As Dr Nakajima pointed out, "Mortality among children under five years of age has been reduced from 21 million in 1955 to 10 million in 1997, but the figure remains unacceptably high. For some countries, representing over 50 million people, average life expectancy is still less than 45 years. About 585 000 women still die each year of pregnancy-related causes, 99% of them in developing countries. The risk of maternal death is one in 1400 in Europe, one in 65 in Asia, and one in 16 in Africa."
One of the most difficult items on the agenda was related to WHO's budgetary allocations. The WHO Executive Board proposed a redistribution of programme resources to countries based primarily on a development index. After two days of heated discussions, the delegates agreed that future programme budgets would be based on an objective and transparent methodology and that reduction for any region would not exceed 3% per year over a six-year period. "This is a landmark decision by the Assembly", said Dr Nimal Seripala de Silva, Chairman of the Committee.
The Assembly adopted resolutions on a range of subjects including noncommunicable disease prevention and control; emerging and other communicable diseases: antimicrobial resistance; ethical, scientific and social implications of cloning in human health; global elimination of blinding trachoma; health promotion; tuberculosis; elimination of transmission of Chagas disease; elimination of leprosy as a public health problem; and concerted public health action on antipersonnel mines.
Referring to the International Decade of the World's Indigenous People, the Assembly adopted a resolution urging WHO Member States "to develop and implement national plans of action or programmes on indigenous people's health". The resolution also speaks of "respecting, preserving and maintaining the knowledge of traditional healing and medicine in close cooperation with indigenous people".

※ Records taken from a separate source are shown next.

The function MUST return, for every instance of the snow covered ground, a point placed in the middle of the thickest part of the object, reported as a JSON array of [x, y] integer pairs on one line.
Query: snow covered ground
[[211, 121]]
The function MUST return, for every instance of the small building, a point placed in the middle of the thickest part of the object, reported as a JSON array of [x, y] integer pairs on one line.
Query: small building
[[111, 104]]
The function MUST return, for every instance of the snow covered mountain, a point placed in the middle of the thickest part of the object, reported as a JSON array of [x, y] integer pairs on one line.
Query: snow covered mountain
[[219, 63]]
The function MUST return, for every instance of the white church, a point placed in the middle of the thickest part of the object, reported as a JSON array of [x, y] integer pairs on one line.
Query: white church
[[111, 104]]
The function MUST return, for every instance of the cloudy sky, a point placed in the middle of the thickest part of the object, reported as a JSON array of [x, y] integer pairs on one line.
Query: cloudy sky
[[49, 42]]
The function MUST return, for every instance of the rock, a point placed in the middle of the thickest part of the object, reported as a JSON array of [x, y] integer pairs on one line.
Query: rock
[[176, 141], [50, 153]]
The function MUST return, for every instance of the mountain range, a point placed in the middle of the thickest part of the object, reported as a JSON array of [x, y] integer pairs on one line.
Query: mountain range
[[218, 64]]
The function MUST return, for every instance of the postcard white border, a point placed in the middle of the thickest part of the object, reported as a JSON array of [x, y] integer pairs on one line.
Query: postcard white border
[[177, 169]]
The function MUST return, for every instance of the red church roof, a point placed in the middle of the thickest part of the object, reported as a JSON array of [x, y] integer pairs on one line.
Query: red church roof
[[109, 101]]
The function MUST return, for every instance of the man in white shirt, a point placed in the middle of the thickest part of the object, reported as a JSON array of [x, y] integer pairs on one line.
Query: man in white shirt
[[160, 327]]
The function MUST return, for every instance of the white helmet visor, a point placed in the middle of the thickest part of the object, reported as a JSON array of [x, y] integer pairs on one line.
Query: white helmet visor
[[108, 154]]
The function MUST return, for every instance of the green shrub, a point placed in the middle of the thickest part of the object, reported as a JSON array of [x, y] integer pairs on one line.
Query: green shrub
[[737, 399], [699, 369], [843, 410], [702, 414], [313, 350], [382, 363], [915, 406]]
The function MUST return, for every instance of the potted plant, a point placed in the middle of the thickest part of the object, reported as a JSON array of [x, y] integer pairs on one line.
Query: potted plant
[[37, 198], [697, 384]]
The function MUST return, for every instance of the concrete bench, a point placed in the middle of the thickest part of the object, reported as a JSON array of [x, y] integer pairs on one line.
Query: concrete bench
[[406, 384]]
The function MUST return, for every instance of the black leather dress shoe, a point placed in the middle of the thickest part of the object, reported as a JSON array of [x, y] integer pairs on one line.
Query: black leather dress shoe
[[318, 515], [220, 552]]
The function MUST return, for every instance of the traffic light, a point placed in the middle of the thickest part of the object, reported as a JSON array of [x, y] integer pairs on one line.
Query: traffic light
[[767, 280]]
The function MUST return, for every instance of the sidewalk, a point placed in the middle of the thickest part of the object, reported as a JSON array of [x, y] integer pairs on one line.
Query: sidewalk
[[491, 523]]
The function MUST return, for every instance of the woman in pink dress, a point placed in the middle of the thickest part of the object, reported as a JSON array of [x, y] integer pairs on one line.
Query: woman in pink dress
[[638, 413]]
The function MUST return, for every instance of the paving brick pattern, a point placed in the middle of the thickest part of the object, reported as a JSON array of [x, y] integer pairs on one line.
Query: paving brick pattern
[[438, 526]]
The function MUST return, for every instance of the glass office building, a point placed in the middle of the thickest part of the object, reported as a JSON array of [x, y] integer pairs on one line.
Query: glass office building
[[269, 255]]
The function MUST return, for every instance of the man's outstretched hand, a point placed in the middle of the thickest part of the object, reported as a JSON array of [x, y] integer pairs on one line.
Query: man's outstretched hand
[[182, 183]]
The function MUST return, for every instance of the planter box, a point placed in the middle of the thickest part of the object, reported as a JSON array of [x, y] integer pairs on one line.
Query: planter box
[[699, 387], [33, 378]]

On environmental matters, two resolutions were adopted regarding a strategy on sanitation for high-risk communities and the protection of human health from threats related to climate change and stratospheric ozone depletion.
One resolution in particular, on the Revised Drug Strategy, was referred back to the WHO Executive Board to be further considered during its forthcoming meetings in 1998 and early 1999.
In his closing remarks, the Director-General, Dr Hiroshi Nakajima, who turned 70 today, praised the delegates for their hard work and the spirit of mutual respect. "That surely is the meaning of solidarity and democracy: the search for a reasonable consensus in which the community gives full recognition to both the needs and the convictions of each of its members".